Using Llama-3.1 70B as an example, for a tensor parallel 8 and bfloat16 dtype:

tp_size=8
max_seq_len=131072
trtllm-build --checkpoint_dir $checkpoint_dir \
    --speculative_decoding_mode medusa \
    --max_batch_size 1 \
    --gpt_attention_plugin bfloat16 \
    --max_seq_len $max_seq_len \
    --output_dir /tmp/meta-llama/Meta-Llama-3.1-70B/medusa/engine \
    --use_fused_mlp enable \
    --paged_kv_cache enable \
    --use_paged_context_fmha disable \
    --multiple_profiles enable \
    --reduce_fusion enable \
    --use_fp8_context_fmha enable \
    --workers $tp_size \
    --low_latency_gemm_plugin fp8

After the engine is built, you need to define the Medusa choices.
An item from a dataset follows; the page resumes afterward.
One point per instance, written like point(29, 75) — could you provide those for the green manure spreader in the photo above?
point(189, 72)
The choices are specified with a YAML file like the following example (medusa.yaml):

- [0]
- [0, 0]
- [1]
- [0, 1]
- [2]
- [0, 0, 0]
- [1, 0]
- [0, 2]
- [3]
- [0, 3]
- [4]
- [0, 4]
- [2, 0]
- [0, 5]
- [0, 0, 1]

To run the Medusa-enabled engine, run the following command:

env TRTLLM_ENABLE_PDL=1 \
  UB_ONESHOT=1 \
  UB_TP_SIZE=$tp_size \
  TRTLLM_ENABLE_PDL=1 \
  TRTLLM_PDL_OVERLAP_RATIO=0.15 \
  TRTLLM_PREFETCH_RATIO=-1 \
  trtllm-bench --model meta-llama/Meta-Llama-3-70B \
  latency \
  --dataset $DATASET_PATH \
  --engine_dir /tmp/meta-llama/Meta-Llama-3-70B/medusa/engine \
  --medusa_choices medusa.yml

Summary

The following table summarizes the commands needed for running benchmarks:

Scenario

Phase

Command

Dataset

Preparation

python benchmarks/cpp/prepare_dataset.py --stdout --tokenizer $HF_MODEL token-norm-dist --input-mean $ISL --output-mean $OSL --input-stdev 0 --output-stdev 0 --num-requests $NUM_REQUESTS > $DATASET_PATH

Throughput

Build

trtllm-bench --model $HF_MODEL build --dataset $DATASET_PATH

Throughput

Benchmark

trtllm-bench --model $HF_MODEL throughput --dataset $DATASET_PATH --engine_dir $ENGINE_DIR

Latency

Build

See section about building low latency engines

Non-Medusa Latency

Benchmark

trtllm-bench --model $HF_MODEL latency --dataset $DATASET_PATH --engine_dir $ENGINE_DIR

Medusa Latency

Benchmark

trtllm-bench --model $HF_MODEL latency --dataset $DATASET_PATH --engine_dir $ENGINE_DIR --medusa_choices $MEDUSA_CHOICES

where,

$HF_MODEL

The Hugging Face name of a model.

$NUM_REQUESTS

The number of requests to generate.

$DATASET_PATH

The path where the dataset was written when preparing the dataset.

$ENGINE_DIR

The engine directory as printed by trtllm-bench build.

$MEDUSA_CHOICES

A YAML config representing the Medusa tree for the benchmark.